Hazel thinks there’s a “pretty high” chance the federal government will give Virginia the go-ahead on most of what it wants.

“I do think [the federal government] is interested in working with us,” he said.

He predicted any other states that aren’t looking for similar waivers will do so soon.

“Everybody is trying to figure out how to do more for less right now,” Hazel said.

Partly because of the Affordable Care Act, he said, the issue of Medicaid coverage and costs has become a state problem.

“States have an interest in finding solutions to that,” Hazel said. “And in order to find solutions, they need to have the tools.”

The policy issues surrounding Virginia’s quest for Medicaid waivers are not quite the same as the political issues.

Gov. Bob McDonnell opposes the Medicaid expansion, saying he doesn’t want to expand a broken system.

State lawmakers wrote the waiver language into the budget, and also created through the budget a commission that will be responsible for evaluating the waivers’ progress and deciding if expansion is justified.

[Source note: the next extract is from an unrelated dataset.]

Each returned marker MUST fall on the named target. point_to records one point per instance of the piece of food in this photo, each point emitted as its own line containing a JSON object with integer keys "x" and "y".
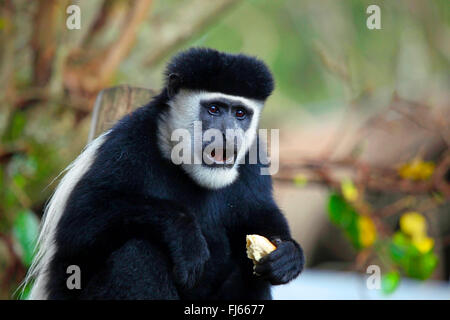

McDonnell hasn’t yet signed off on that language, and could still amend it.

Even if he doesn’t, most of the commission members will be appointed by the legislature—a fact both Republicans and Democrats used to claim victory on the issue of expansion. Giving authority to expand Medicaid to an arm of the legislature takes it away from this or future governors.

The House members have already been named, and none of them favor expansion.

They and the Senate appointees, who haven’t yet been named, are expected to evaluate the state’s progress on getting the federal waivers over the course of this year and into 2014.